Militares obedecem o comandante em chefe, depreciam sistema eleitoral, e STF finge surpresa  

Os ministros que integram a Suprema corte de justiça do país, supostamente, portanto, os mais bem preparados e os mais experientes juristas da Nação, decidiram dar-se o direito de agir como se fossem simplórios, crédulos e ingênuos.  Dante dos reiterados ataques intimidatórios, com nuance golpista, do presidente da República ao STF, ao TSE e ao…

Os ministros que integram a Suprema corte de justiça do país, supostamente, portanto, os mais bem preparados e os mais experientes juristas da Nação, decidiram dar-se o direito de agir como se fossem simplórios, crédulos e ingênuos. 

Dante dos reiterados ataques intimidatórios, com nuance golpista, do presidente da República ao STF, ao TSE e ao sistema eleitoral, tiveram a infeliz ideia de entregar  aos militares que devem obediência a Bolsonaro o poder de se imiscuir no controle da apuração. 

Agora, feito estrago, se declaram decepcionados com a cúpula militar, que outra coisa não faz além de reproduzir, junto ao TSE, a sabotagem do comandante em chefe ao sistema de apuração.

O que estes ministros esperavam?

Leia o que publica a colunista da Folha Mônica Bergamo:

 O sentimento no Supremo Tribunal Federal (STF) com militares que hoje integram o Ministério da Defesa é de “decepção total”, de acordo com magistrado que participa do debate sobre o processo de votação no Brasil.

Com um histórico de colaboração antigo com o Tribunal Superior Eleitoral (TSE), a guinada de representantes das Forças Armadas no tema surpreendeu negativamente integrantes da corte.

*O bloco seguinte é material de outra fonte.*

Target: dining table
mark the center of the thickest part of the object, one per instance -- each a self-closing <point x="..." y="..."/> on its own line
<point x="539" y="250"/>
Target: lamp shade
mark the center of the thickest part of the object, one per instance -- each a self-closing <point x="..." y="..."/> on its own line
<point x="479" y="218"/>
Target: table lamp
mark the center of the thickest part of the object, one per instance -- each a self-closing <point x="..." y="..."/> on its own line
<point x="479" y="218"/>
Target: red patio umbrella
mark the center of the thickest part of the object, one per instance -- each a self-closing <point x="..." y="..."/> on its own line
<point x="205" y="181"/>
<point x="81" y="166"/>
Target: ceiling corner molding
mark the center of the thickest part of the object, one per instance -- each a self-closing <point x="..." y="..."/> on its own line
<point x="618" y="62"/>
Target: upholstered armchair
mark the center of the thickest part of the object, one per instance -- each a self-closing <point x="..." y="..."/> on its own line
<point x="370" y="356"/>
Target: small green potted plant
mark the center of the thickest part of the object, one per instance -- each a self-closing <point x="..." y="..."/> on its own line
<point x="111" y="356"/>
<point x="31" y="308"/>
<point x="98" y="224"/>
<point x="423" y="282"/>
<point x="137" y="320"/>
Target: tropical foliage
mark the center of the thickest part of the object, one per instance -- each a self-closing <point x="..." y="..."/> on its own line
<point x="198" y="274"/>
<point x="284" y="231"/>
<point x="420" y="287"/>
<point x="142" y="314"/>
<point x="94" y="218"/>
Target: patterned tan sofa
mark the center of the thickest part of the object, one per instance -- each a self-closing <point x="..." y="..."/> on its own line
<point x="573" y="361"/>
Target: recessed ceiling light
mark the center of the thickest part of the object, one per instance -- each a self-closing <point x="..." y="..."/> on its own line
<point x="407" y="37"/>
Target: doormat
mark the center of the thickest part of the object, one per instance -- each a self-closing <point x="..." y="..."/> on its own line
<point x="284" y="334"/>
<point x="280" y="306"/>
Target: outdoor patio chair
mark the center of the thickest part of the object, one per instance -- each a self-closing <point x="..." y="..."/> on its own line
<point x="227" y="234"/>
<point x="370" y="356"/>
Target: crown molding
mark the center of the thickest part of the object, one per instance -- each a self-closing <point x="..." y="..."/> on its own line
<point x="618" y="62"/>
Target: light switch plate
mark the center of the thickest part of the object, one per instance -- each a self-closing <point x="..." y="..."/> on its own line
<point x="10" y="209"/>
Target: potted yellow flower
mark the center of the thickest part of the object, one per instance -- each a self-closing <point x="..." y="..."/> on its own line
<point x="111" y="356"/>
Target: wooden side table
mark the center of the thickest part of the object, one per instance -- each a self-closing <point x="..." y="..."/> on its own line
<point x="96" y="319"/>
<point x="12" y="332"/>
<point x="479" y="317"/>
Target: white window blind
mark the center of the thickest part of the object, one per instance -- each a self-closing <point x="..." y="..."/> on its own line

As críticas têm partido de diversos ministros.

Apesar das investidas do presidente Jair Bolsonaro contras as urnas eletrônicas, magistrados acreditavam que os representantes do Ministério da Defesa chamados a integrar a Comissão de Transparência das E$leições, criada no ano passado pela corte, manteriam uma posição colaborativa e profissional.

Em vez disso, os fardados passaram a fazer dezenas de questionamentos e a tumultuar a discussão, de acordo com a visão de ministros do Supremo.

A inclusão das Forças Armadas no assunto inclusive não é nova. Novo é o comportamento agora adotado pelos militares, dizem magistrados.

Um dos magistrados compara a situação à de uma reunião em que diversas pessoas são convidadas – e uma delas chega inesperadamente intoxicada e “vomita no tapete”.

O absurdo não seria do anfitrião que a convidou (no caso, o TSE), mas sim do convidado que, com um histórico de comportamento civilizado, passa a ter atitudes deletérias.

As Forças Armadas são uma instituição de estado e já participavam das fiscalizações. O lamentável é parte delas passar a se comportar em linha com o Bolsonaro, na visão de um ministro da corte.